26 : Lynn

# Lynn


 こんなに惨めな気持ちになったことってあっただろうか。

 

 ▽


 目の前には、砕いても砕いても生えてくる、角の欠片の山。

 どう考えても、質量保存の法則に反している。


 痛みにはもう慣れた。

 吐き気にも。

 問題は、今までできていたことが何もかもうまくいかないことだ。


 加速すれば、脚力が邪魔をしてコントロールできない。

 伸長はなぜかできない。加速の代償としての伸長も来ないが、意図的に伸長しようとしてもうまくいかなかった。

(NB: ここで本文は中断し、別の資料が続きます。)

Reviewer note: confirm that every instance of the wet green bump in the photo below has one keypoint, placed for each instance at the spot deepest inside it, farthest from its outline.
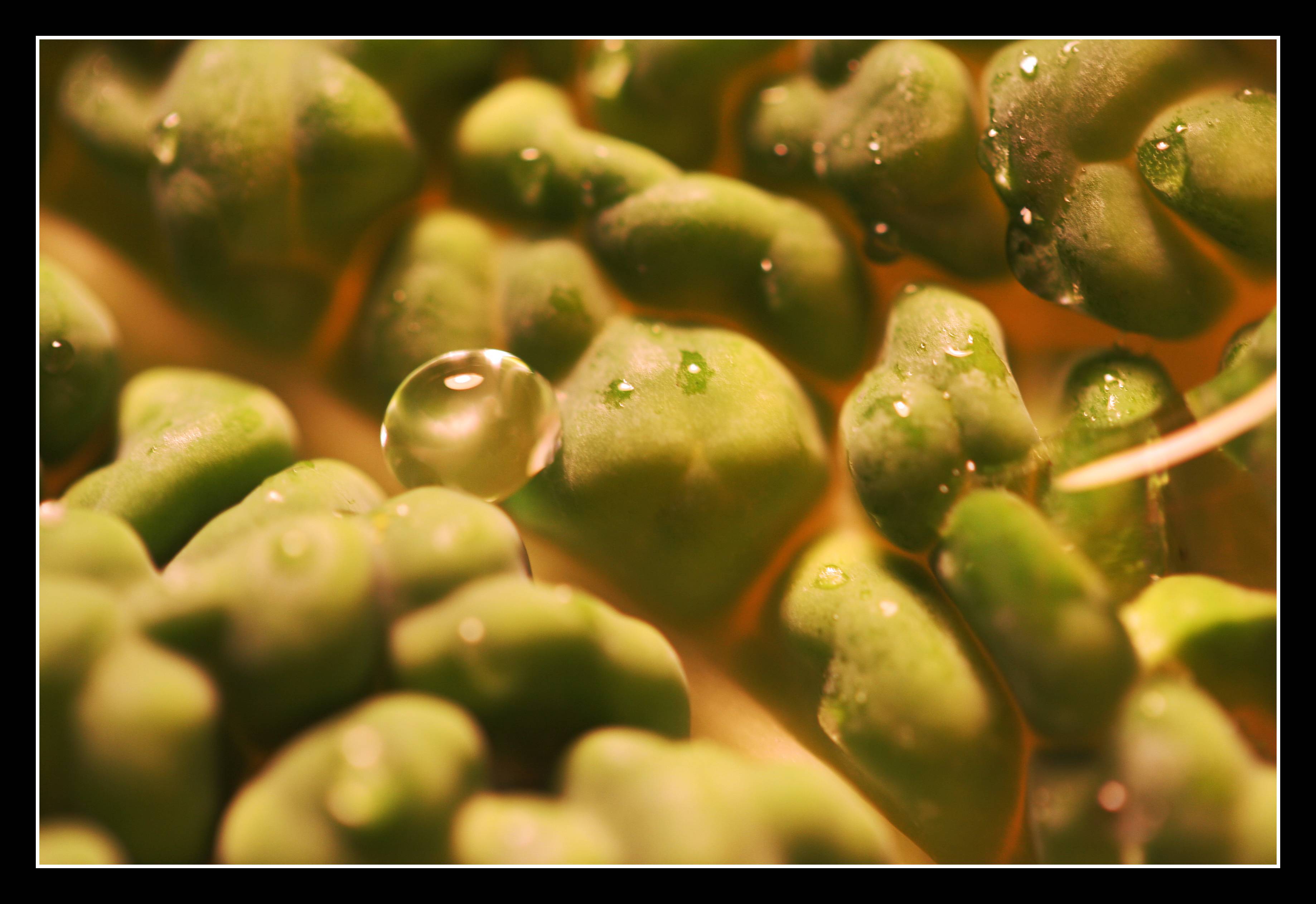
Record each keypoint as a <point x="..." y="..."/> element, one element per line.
<point x="618" y="393"/>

 できるのは時間を止めることだけ……と言っても、完全に止まっているわけではなくただの超加速だし、しかも使おうとすると、目視できるくらい濃密な魔力が額に集まってきて、みるみるうちに角が伸びる。


 ––––魔力はあまり使わないほうが良さそう。


 体はピンピンしている。

 だけど、言葉にできないような息苦しさと倦怠感がある。

 

 じっと座っていると、あたしの気配を感じて魔獣がやってくる。

 今までは、目線が通れば問答無用で襲いかかってきた魔獣たちが、目と目をしっかり合わせていても襲ってこない。

 それどころか、怯えたように遠巻きに見られる始末だ


 ––––ますます人間離れしてきている。


 前までは、人間離れしてくるにつれて、少しずつハイジに近づけているようで、嬉しかった。

 ペトラの店で三百六十度を見通せるようになった時も、ピエタリと戦った後に鏡で耳の欠けた獣じみた顔を発見した時も、初めて魔獣たちに気づかれずに、つい森で昼寝してしまった時も、あたしは嬉しかったのだ。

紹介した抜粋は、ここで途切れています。